“So, I got this watch for Hanukkah,” one of my students explained, showing her watch.
Another student asked, “So you get eight gifts?”
“No, we get gifts for eight days.”
“Right, one gift a day?”
“No,” she said, “sometimes one, sometimes five, maybe three, it depends.”
“You get to open gifts for eight days?” he roared. He looked at me, “Ms, you’ve gotta tell my mom I want to be Jewish!”
“I leave all religious conversations to you and your parents,” I said.
“But she thinks you’re a good teacher, she’ll listen to you.”
“Ms, are you Christian?”
“Are you Jewish?”
The student looked a bit confused. “Korean?”
She nodded and walked away. I wondered why she didn’t ask if I was Muslim, but maybe she figured three guesses was enough.
Ahh, the wintertime. The time of the year when schools try to navigate various holidays respectfully. This is always an…odd time of year. Some teachers throw snowflakes and snowmen up on their walls. Others figure they can put Santa all over the place because it’s “secular.” Some think Santa’s OK, so long as they put an image of a menorah up. I really feel for the music department, although they always seem to manage it well.
Me? I avoid any mention at all of any holiday. In part, this is because religious holidays only very, very loosely relate to the curriculum, so I’m not required to teach anything about them. In part, this is because the students are already going winter stir-crazy and I am trying to keep them calm and tempered and any mention of anything related to presents is sure to excite them. (And to most of them at this age, holidays are about presents.)
Instead, I let the students lead me. I only stop the students if they start proclaiming that what they believe is the only thing anyone should ever believe. At the elementary level, this usually amounts to “each family celebrates different things. How would you feel if someone told you what your family thinks is wrong?”
Otherwise, if they want to make a Christmas card during their free time, I don’t stop them. Writing this time of year tends to be centered around gifts. If they want to talk about holidays and gifts, I listen with an open ear, nod, and comment. But I’m honest, too. I don’t celebrate Christmas. Or Hanukkah. Or, or, or…
I used to be really afraid of students finding out I wasn’t Christian. Somewhere along the way, I loosened up. (Perhaps it happened in Korea, where “Are you Christian?” is a fair opening question and families often practice multiple religions in one home.) I figure as long as I respect all of their religious practices, it’s OK. And most students have a sense of privacy and respect, so they don’t ask too many questions.
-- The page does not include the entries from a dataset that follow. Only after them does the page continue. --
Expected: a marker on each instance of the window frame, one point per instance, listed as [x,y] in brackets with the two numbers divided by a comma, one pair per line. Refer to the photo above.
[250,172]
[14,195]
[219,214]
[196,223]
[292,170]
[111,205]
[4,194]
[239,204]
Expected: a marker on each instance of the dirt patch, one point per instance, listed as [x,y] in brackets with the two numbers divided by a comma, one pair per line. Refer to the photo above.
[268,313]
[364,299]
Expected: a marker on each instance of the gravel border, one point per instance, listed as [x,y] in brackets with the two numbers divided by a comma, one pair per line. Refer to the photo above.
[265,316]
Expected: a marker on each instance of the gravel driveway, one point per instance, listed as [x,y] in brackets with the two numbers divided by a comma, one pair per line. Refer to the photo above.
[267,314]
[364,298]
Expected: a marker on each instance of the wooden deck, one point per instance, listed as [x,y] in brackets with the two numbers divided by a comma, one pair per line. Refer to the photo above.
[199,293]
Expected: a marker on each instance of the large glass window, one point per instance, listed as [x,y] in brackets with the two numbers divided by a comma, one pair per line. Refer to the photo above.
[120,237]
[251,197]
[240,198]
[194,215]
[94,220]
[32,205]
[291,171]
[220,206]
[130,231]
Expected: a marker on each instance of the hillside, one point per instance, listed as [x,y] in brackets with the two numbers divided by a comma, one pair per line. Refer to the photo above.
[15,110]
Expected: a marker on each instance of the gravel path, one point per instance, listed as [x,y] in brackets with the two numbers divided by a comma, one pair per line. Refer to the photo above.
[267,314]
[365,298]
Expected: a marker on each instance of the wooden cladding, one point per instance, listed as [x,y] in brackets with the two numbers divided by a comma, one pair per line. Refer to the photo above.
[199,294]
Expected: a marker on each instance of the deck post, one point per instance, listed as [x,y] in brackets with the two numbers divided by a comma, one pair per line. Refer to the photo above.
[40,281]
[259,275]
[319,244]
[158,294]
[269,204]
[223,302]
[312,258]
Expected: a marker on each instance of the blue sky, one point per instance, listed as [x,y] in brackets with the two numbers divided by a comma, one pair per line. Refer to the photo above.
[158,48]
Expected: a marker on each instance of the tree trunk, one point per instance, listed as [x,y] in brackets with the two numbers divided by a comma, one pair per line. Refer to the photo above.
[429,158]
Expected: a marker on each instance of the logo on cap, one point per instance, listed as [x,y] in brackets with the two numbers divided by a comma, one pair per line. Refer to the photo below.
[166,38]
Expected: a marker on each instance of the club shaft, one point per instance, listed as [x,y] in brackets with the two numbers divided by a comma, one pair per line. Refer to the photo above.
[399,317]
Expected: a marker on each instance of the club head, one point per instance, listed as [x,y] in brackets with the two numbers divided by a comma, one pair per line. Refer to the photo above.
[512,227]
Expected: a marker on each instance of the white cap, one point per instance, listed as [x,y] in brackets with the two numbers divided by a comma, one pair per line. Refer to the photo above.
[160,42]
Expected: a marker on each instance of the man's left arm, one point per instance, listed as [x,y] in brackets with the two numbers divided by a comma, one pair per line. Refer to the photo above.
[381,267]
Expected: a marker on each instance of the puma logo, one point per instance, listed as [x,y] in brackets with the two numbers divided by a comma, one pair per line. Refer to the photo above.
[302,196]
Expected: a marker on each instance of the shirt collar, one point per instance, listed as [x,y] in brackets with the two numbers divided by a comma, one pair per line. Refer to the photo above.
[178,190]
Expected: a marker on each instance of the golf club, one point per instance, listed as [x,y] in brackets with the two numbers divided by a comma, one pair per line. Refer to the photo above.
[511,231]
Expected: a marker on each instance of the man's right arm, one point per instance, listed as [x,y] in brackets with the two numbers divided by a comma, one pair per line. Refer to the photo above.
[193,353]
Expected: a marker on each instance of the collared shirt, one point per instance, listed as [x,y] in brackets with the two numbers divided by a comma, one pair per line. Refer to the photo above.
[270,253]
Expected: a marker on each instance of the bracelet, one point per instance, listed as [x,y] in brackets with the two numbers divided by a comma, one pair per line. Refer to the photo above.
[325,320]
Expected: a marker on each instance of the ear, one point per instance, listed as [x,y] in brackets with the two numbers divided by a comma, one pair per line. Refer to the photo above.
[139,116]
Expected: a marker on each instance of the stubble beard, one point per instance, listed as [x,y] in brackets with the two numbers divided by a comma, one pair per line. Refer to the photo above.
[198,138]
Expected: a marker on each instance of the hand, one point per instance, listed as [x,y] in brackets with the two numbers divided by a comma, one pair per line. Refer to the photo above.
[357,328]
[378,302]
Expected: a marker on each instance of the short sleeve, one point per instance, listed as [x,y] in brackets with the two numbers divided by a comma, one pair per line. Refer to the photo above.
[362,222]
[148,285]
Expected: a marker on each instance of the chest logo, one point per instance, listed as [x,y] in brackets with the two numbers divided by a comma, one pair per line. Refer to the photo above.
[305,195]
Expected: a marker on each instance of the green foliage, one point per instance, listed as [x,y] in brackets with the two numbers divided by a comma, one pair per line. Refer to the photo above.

And the fact is, I have had other non-religious students in the past, and they need someone to identify with, too. (And of course, I’ve had students who are Jehovah’s Witnesses, and thus are Christian, but don’t celebrate Christmas.)
One of the benefits of working in this area is that we have students who practice Christianity, Judaism, Islam, and Hinduism in my class. Heck, some of the students practice more than one of those religions.
I was still surprised, however, that “Korean” was a religion. I had to work hard not to burst out laughing at that.